I was thinking about him again last night for the millionth time. For the millionth time I hated it. The memories are bittersweet and over time have probably become more bitter than sweet.
It’s been more than three years since I last spoke to him. I remember that evening as though it happened last night. I knew he was getting ready to get out of the military and to start a new chapter of his life. I tried calling and this time he answered. We talked for a bit and I was stunned to hear of his moving in the morning. I didn’t know it would be that soon. He never said a word to me about when he would be leaving. He said he’d been busy and sick – excuses for not talking to me in weeks and yet, with a big move there is some truth to that.
“I miss those blue eyes,
How you kiss me at night;
I miss the way we sleep,
Like there’s no sunrise,
Like the taste of your smile,
I miss the way we breathe” – Colbie Caillat, “I Never Told You”
It was everything I could do from crying on the phone. I simply didn’t expect to not have one more chance to see him. I’m certain that’s part of why he never called back that night like he promised – the quiver in my voice revealed my feelings. He told me he doesn’t handle emotion very well several months prior. He told me he tends to push people away to protect them and at the time I bought the lie. He may not even totally realize that it’s about protecting him, not his loved ones. I never heard from him again. I revealed my slightly “crazy” side by trying to call him a few times but I didn’t go overboard, at least not in my opinion. But again it was probably enough to scare him, though in retrospect, he may just never have called anyway.
“I see your blue eyes,
Every time I close mine,
You make it hard to see.”
– Colbie Caillat, “I Never Told You”
The memories are like the ocean tide – high and then low. The waves of memories come creeping in slowing and steadily, creeping up on the shore inch by inch but then fall back, leaving only traces of themselves in the sand. There must be a full moon this time impacting how long this high tide is lasting because it’s sticking around far too long. At low tide, I think of him but then it passes fairly quickly and I move onto other things. This high tide – the waves are stronger than I’ve known before and it’s not slinking back to the ocean as usual. It’s brutal.

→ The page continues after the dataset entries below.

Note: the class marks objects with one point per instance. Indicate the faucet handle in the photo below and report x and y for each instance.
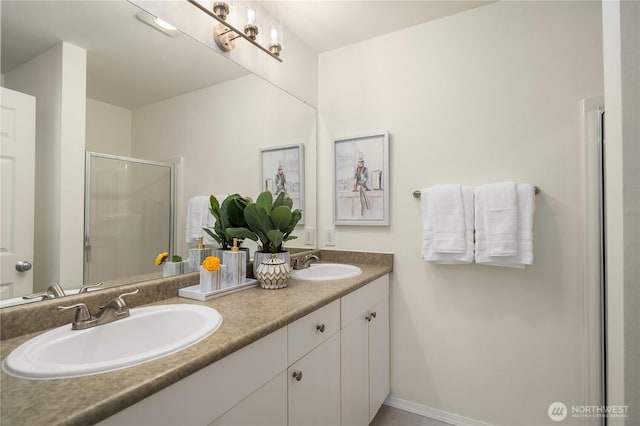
(56, 290)
(45, 295)
(131, 293)
(85, 288)
(119, 302)
(82, 313)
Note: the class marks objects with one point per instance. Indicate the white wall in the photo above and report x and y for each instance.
(218, 132)
(621, 26)
(488, 95)
(57, 78)
(108, 128)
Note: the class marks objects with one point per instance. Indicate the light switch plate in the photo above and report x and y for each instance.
(309, 236)
(330, 237)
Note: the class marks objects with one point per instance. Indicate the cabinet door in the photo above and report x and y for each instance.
(314, 399)
(378, 357)
(355, 372)
(266, 407)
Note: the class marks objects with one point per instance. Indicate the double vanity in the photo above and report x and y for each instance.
(316, 352)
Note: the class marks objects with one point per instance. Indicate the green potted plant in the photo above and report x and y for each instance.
(270, 223)
(228, 214)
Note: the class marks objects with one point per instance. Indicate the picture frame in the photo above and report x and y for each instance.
(361, 180)
(282, 169)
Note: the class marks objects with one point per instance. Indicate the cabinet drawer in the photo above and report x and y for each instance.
(205, 395)
(311, 330)
(360, 301)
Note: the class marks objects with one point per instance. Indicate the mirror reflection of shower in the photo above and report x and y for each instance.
(129, 216)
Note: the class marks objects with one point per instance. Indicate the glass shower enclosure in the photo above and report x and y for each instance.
(129, 217)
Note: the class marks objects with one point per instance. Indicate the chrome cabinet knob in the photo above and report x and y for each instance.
(23, 266)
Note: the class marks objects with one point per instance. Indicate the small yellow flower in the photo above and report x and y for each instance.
(161, 258)
(211, 263)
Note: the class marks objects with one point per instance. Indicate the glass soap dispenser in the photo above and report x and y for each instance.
(198, 255)
(236, 263)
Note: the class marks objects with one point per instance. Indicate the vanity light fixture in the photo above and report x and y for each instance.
(159, 24)
(226, 34)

Jann Arden is a wonderful singer/songwriter, whom I first heard on the radio back in the 1990s. She penned a song called “Insenstive.” She wrote about how this particular man is cold and calculating. He never seemed to get caught up in the moment; “let his hair down” so to speak. His emotions, if he had any, never got the best of him. She asks him simply to teach her how to do that; she writes: “how do you cool your lips after a summer’s kiss; how do you rid the sweat after the body bliss; how do you turn your eyes from the romantic glare; how do you block the sound of a voice you’d know anywhere.”

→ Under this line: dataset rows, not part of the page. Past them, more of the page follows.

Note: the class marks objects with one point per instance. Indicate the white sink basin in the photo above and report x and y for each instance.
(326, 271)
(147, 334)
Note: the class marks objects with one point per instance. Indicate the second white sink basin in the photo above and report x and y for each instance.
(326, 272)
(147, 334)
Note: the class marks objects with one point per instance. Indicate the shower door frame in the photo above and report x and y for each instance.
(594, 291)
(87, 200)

To be fair, he isn’t “insensitive,” but he has mastered his emotions. That’s a nifty little trick. I wonder how he does it? I wish it were something I could learn. Oh how my life would be easier if I could just block the sound of my heart’s voice; that little call to my mind that brings up all those memories and tortures me so.

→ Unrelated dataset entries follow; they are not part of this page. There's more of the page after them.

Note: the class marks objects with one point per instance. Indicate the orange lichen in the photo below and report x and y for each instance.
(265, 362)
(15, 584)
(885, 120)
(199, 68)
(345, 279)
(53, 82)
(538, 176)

Maybe it’s the lack of closure as me and my friends suspect. Maybe it’s because somewhere deep inside I still hope to hear from him. I don’t know; I just know I don’t like it. It feels foolish to keep the memories around and certainly to keep thinking of that week I spent with him in Oceanside. How stupid it is to think about how he treated me so kind when I wasn’t feeling well, or how we played around on the beach or how it felt like we were playing “house.” Could I be any more silly when thinking back on how he held me? Or how he kissed me? What about his silly side I loved so much? It’s all foolish. Every last memory – foolish.
Today is the close of my category – “The Foolish Things People Do,” as April is ending. I just wish I could quit doing foolish things with the end of the month.